Several clinical investigations have shown that the prognosis is poorer for HCV/HIV coinfected persons than for persons with just HIV in the era of combination ART. It is unknown if ART reduces morbidity and mortality from untreated HCV. What is known is that ART does not reduce liver mortality enough. In some centers, liver failure is one of the leading causes of death in HIV-infected persons. As a result, treatments for HCV/HIV coinfection must be individualized based on several important patient factors (Table 1).

Managing Coinfection & Using ART

Guidelines from the U.S. Department of Health and Human Services (HHS) indicate that HIV-infected patients should be screened for HCV infection with immunoassays prior to initiation of ART. Patients with HCV/HIV coinfection should also be advised to avoid drinking alcohol, use precautions to prevent transmission of both HCV and HIV to others, and receive hepatitis A and B vaccines, if susceptible. Repeat testing for HCV is also important, especially in people with unexplained elevations in liver enzymes, as new outbreaks have been reported in recent literature, according to Dr.
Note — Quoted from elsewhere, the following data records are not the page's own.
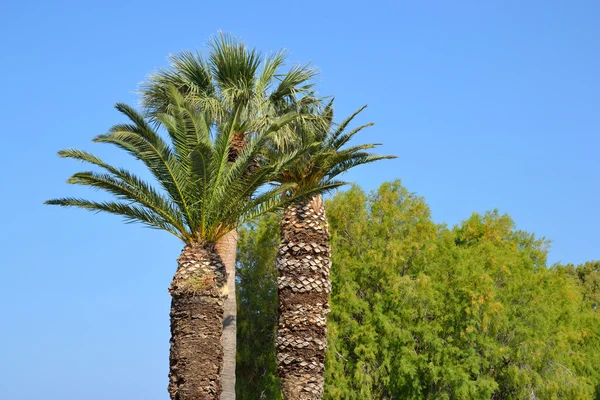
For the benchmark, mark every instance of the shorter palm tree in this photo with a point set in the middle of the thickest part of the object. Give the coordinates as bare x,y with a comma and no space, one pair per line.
303,258
232,79
200,197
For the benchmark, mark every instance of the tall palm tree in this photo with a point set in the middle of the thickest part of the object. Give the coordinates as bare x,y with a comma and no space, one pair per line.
233,80
303,258
200,197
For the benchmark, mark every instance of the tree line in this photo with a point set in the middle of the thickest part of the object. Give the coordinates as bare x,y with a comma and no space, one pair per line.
421,310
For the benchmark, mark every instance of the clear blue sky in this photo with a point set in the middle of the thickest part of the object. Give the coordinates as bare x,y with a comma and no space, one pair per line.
488,105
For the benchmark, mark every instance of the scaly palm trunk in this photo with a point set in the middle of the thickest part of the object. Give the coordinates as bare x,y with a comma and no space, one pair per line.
303,263
226,247
197,291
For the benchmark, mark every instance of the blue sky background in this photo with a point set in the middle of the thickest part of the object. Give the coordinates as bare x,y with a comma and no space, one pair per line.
488,105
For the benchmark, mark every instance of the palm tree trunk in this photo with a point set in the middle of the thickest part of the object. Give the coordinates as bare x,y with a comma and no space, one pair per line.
226,247
303,263
197,292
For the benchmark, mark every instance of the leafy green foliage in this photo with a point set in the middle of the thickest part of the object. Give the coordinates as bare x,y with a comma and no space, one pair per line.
257,311
324,155
233,80
422,311
201,195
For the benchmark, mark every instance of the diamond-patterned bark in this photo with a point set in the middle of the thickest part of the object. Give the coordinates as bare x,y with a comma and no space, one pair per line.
197,292
303,263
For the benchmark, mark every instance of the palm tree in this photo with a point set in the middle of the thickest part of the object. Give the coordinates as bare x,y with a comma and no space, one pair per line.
200,197
233,80
303,258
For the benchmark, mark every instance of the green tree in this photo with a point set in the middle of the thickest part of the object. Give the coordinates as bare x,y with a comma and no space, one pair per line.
423,311
200,197
257,311
234,82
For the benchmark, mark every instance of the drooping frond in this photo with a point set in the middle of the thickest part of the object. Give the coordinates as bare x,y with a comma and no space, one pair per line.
131,212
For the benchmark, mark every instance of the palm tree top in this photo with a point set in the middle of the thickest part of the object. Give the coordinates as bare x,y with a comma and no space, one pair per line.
326,156
232,79
200,194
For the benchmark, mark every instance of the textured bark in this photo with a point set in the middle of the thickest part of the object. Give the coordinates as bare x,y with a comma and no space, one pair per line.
303,263
197,291
226,247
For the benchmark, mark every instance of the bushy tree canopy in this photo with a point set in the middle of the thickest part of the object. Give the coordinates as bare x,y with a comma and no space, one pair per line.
423,311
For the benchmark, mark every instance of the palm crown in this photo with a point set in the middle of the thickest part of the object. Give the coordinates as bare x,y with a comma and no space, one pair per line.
202,195
325,157
235,80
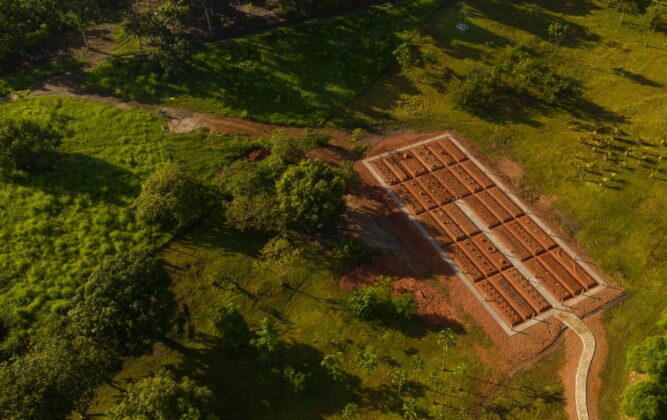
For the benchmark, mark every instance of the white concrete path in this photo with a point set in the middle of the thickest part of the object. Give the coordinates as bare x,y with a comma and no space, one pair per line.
588,340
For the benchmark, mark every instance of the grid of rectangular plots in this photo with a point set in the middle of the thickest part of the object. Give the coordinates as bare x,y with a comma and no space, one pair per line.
428,179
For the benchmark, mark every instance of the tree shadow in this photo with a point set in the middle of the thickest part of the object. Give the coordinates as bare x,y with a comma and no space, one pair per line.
635,77
246,387
79,174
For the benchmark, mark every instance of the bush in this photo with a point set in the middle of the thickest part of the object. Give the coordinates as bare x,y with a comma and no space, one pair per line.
366,303
297,380
650,358
407,55
310,195
163,397
27,146
58,375
232,327
480,88
253,213
170,197
375,302
646,400
125,304
285,150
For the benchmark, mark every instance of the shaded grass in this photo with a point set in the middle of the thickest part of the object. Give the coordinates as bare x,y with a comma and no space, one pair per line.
26,77
294,75
621,222
313,322
57,225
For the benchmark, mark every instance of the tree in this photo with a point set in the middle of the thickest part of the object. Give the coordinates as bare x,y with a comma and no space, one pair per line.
557,32
645,400
170,197
125,304
164,397
350,412
267,338
310,195
406,55
232,326
297,380
650,358
418,363
366,303
285,151
367,359
480,88
435,381
399,378
253,213
334,363
446,338
404,305
59,374
26,145
412,409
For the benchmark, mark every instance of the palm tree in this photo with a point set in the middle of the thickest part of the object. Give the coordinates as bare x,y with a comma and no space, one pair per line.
446,338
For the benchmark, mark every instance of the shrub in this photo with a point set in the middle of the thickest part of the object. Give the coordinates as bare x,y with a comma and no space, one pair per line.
59,374
407,55
27,146
366,303
267,338
163,397
646,400
253,213
232,326
170,197
404,305
310,195
285,150
333,363
125,304
650,358
297,380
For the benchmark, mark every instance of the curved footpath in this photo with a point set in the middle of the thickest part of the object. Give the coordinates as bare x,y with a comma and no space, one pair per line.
588,340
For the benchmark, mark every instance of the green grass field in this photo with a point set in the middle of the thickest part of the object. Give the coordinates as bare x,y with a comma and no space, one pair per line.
59,224
314,323
293,75
621,222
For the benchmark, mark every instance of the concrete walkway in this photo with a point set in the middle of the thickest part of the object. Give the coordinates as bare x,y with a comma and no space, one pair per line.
588,340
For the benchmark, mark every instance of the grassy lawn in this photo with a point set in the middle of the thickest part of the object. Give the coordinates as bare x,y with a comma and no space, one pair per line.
314,323
294,75
57,225
27,77
610,194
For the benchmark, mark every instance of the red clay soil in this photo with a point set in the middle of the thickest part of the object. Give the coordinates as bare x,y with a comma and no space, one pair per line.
568,371
594,322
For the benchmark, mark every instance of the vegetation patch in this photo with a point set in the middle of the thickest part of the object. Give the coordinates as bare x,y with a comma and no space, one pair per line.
60,223
296,75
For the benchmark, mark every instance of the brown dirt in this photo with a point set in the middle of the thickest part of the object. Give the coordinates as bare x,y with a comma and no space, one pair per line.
509,168
378,221
568,371
257,155
594,322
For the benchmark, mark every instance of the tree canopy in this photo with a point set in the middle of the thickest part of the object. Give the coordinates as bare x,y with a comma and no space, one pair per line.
172,196
164,397
125,304
310,195
27,145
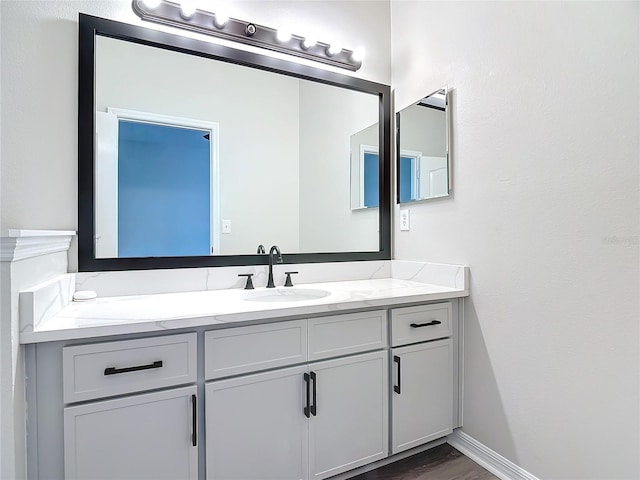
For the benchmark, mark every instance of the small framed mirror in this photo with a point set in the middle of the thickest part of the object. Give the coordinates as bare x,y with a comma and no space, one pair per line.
423,163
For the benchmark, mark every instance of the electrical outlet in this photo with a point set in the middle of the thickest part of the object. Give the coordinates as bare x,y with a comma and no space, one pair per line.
404,220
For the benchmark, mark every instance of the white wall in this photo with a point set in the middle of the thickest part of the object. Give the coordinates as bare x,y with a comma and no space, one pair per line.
39,96
545,212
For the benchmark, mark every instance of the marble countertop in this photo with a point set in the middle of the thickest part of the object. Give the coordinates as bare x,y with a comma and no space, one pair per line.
228,307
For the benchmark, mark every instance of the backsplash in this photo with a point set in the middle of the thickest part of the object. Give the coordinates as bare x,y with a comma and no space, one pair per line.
141,282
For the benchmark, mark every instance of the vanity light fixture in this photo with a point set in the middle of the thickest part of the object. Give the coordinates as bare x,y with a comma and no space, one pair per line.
283,36
308,42
152,3
220,19
187,8
185,15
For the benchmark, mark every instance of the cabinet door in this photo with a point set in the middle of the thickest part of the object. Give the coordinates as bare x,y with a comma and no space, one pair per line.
349,422
256,427
422,394
147,436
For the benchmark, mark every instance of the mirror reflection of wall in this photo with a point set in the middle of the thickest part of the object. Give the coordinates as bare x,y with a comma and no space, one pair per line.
281,173
365,168
422,157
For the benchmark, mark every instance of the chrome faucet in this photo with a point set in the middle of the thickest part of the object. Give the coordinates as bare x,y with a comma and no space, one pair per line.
278,259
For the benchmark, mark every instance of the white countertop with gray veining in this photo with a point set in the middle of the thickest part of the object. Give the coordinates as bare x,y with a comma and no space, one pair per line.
229,307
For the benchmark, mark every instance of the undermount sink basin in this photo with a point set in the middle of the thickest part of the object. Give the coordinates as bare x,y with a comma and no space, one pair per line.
285,295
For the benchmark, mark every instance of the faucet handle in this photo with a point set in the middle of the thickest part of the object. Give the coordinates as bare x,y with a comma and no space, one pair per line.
249,285
287,282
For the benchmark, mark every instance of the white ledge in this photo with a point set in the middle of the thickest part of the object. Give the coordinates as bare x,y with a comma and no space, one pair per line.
16,244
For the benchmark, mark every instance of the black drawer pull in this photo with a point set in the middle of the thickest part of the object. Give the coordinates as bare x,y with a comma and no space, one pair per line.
306,409
194,420
428,324
115,371
396,388
315,405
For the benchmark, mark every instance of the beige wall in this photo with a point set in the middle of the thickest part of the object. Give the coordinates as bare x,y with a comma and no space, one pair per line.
545,211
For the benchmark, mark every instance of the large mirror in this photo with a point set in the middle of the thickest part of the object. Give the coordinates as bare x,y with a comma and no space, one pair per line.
422,158
200,153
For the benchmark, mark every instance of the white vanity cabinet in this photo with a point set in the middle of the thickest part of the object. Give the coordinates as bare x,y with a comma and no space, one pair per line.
150,436
349,417
140,435
422,394
311,421
289,399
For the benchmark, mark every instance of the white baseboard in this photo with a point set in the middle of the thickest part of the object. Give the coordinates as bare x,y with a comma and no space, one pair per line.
484,456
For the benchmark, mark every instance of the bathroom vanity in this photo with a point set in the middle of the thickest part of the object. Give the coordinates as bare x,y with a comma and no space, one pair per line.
227,385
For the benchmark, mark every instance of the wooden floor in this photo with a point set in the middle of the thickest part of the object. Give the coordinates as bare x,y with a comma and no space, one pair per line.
439,463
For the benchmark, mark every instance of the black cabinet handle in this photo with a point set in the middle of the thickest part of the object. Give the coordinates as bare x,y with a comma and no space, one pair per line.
428,324
315,405
115,371
396,388
194,419
306,409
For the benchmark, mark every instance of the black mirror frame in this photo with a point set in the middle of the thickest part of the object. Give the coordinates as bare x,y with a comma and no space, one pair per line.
89,27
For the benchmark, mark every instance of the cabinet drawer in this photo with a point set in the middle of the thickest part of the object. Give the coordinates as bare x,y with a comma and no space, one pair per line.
249,349
114,368
417,324
346,334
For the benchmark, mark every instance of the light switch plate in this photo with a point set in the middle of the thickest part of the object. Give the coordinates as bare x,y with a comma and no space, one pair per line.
405,224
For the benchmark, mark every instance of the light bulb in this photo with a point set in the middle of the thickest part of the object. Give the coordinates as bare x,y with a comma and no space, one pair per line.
151,4
283,36
308,42
358,54
221,19
334,48
187,8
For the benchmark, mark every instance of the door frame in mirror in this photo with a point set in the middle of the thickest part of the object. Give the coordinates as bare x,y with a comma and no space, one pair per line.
90,27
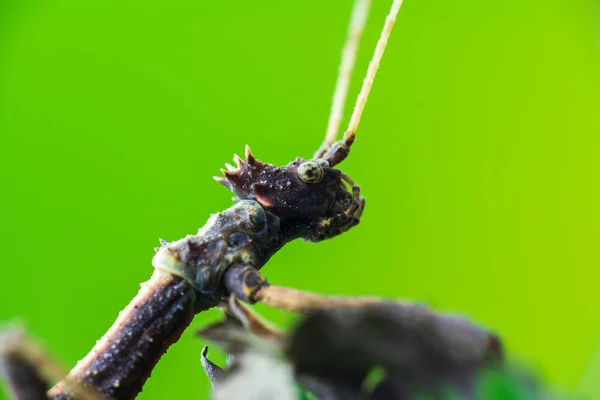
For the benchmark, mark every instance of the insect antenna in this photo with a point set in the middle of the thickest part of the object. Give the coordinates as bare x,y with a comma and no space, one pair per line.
356,27
338,151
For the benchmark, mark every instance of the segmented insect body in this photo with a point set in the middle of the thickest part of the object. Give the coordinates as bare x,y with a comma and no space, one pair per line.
308,199
305,199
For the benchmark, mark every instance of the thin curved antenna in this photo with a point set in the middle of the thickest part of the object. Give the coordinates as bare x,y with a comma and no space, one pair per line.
372,70
338,151
360,10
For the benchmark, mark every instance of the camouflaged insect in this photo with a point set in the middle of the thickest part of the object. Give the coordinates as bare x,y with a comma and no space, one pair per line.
305,199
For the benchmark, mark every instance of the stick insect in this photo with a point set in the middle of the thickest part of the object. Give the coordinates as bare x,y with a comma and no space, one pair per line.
308,199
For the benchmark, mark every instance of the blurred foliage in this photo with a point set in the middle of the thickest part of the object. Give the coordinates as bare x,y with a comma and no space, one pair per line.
477,153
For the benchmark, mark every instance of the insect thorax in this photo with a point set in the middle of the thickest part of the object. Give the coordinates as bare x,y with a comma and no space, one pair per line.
243,234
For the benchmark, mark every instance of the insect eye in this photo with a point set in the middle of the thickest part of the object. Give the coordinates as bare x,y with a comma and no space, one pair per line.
310,172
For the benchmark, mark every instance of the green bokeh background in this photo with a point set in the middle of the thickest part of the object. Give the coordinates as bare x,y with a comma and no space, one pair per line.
478,154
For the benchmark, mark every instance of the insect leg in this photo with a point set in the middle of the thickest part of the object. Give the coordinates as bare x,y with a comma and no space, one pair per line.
251,321
212,370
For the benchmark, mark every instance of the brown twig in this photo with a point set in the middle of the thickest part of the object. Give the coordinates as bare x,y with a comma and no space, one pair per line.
119,364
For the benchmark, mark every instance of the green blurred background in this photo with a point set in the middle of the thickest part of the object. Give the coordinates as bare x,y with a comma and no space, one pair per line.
478,154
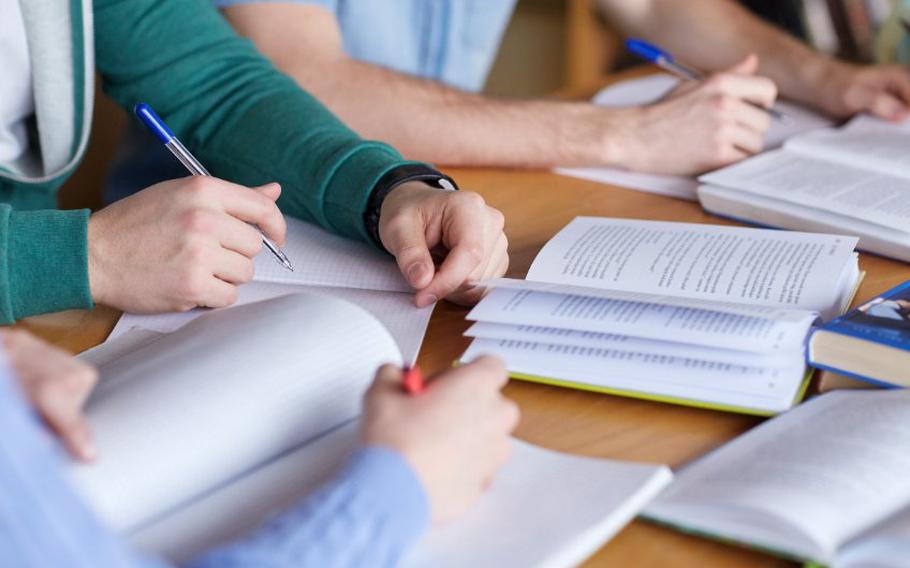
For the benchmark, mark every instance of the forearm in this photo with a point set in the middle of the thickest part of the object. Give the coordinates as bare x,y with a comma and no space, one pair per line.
726,33
430,121
368,516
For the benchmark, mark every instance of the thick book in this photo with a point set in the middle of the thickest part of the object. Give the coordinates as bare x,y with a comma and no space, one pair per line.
207,431
870,343
702,315
852,180
825,483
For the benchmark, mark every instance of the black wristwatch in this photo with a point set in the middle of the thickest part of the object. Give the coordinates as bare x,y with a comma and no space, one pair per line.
391,180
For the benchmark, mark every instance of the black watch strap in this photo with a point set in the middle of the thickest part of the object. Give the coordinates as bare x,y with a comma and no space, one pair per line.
392,179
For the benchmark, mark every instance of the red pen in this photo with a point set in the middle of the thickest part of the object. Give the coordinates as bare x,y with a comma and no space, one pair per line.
412,380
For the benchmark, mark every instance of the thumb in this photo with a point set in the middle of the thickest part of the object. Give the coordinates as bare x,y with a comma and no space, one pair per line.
747,66
270,190
408,245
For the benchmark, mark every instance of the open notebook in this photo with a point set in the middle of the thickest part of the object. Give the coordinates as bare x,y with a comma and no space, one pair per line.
327,264
693,314
651,88
205,432
851,180
826,482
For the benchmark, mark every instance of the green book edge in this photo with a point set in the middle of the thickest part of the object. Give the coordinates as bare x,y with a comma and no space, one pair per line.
801,393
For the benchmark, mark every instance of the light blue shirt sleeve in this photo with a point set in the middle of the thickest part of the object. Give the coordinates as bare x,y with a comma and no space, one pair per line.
369,515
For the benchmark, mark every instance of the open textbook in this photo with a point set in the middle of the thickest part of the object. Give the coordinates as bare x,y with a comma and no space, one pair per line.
702,315
206,432
327,264
850,180
650,89
826,482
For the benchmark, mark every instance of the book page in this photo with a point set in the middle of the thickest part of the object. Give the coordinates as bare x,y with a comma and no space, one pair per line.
866,142
706,262
759,389
817,183
228,391
653,321
586,500
651,88
781,353
323,259
405,322
841,452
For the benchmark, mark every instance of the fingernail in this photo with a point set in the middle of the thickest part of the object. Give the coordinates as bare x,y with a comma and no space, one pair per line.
415,272
428,301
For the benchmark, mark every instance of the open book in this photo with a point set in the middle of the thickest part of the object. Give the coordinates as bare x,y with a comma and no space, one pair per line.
825,482
694,314
205,432
651,88
852,180
326,264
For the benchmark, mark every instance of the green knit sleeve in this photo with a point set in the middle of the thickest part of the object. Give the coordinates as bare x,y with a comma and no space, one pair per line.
43,262
244,120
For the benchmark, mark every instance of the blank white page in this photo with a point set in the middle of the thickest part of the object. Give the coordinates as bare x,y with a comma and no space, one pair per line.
225,393
405,322
649,89
323,259
707,262
828,469
543,509
818,183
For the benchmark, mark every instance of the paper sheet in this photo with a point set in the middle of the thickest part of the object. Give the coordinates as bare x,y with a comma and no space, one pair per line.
651,88
171,420
586,502
406,323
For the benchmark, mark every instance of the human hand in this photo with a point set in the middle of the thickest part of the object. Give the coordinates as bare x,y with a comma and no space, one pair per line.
455,434
699,126
846,89
416,219
56,384
180,244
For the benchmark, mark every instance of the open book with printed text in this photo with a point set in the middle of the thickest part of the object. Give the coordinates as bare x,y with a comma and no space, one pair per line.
695,314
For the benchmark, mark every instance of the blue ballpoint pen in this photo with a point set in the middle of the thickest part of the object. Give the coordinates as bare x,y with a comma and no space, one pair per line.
160,129
651,53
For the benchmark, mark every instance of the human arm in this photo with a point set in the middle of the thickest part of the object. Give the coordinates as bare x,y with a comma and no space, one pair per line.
431,121
247,123
427,456
726,32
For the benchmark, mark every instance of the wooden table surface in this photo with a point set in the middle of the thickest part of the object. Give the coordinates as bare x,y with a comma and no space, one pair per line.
536,205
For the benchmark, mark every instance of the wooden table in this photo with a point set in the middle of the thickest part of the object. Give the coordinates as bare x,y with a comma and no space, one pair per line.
537,205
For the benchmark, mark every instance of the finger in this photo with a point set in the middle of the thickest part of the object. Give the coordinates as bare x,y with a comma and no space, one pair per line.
746,140
63,414
233,267
467,253
486,370
887,106
218,294
240,237
759,90
254,206
752,117
405,238
471,293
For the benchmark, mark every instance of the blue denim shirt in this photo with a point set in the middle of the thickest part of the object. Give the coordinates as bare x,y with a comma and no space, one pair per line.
450,41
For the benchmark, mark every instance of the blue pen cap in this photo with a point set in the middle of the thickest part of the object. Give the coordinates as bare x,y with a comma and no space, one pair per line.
647,51
153,122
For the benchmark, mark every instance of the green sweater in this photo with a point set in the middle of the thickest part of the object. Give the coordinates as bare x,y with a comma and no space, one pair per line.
244,120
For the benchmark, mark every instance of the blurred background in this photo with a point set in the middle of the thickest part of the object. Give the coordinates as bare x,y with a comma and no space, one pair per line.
564,48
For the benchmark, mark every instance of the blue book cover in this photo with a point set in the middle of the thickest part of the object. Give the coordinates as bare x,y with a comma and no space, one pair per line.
885,319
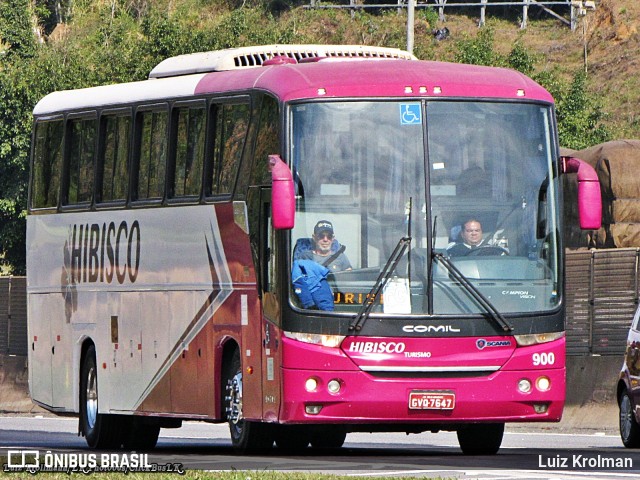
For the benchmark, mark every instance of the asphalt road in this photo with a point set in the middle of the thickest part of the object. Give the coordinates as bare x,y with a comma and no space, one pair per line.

Thomas.

According to the HHS guidelines, all patients with HCV/HIV coinfection should be evaluated for HCV therapy. HCV treatment is recommended for patients with higher CD4 counts. For patients with lower CD4 counts (<200 cells/mm3), it may be preferable to initiate ART and delay HCV therapy until CD4 counts increase.

Simultaneous treatment of HIV and HCV is feasible for many patients but may be complicated by pill burden, drug toxicities, and drug interactions. Clinicians are recommended to adhere to the current HHS guidelines when selecting specific medications for coinfected patients (Table 2). ART should be started in accordance with HHS recommendations for initiating the therapies in treatment-naïve patients. The guidelines also provide information on what to start and what not to use, based on best available evidence. “The accelerated rate of liver disease progression associated with HCV/HIV coinfection is an important factor to consider,” notes Dr. Thomas. ART may slow the progression of liver disease. For most coinfected patients, the potential benefits of ART outweigh concerns.

Once treatment with ART is initiated, clinicians should monitor patients for hepatotoxicity. Guidelines recommend that patients be monitored by following alanine aminotransferase (ALT) and aspartate aminotransferase (AST) levels at 1 month and then every 3 months after initiation of ART. Mild-to-moderate fluctuations in ALT and/or AST are typical in people with chronic HCV infection. In the absence of signs or symptoms of liver disease, these fluctuations do not require ART to be interrupted. However, significant ALT and/or AST elevations should prompt careful evaluation for signs and symptoms of liver insufficiency and for alternative causes of liver injury. In these cases, short-term interruption of ART may be necessary.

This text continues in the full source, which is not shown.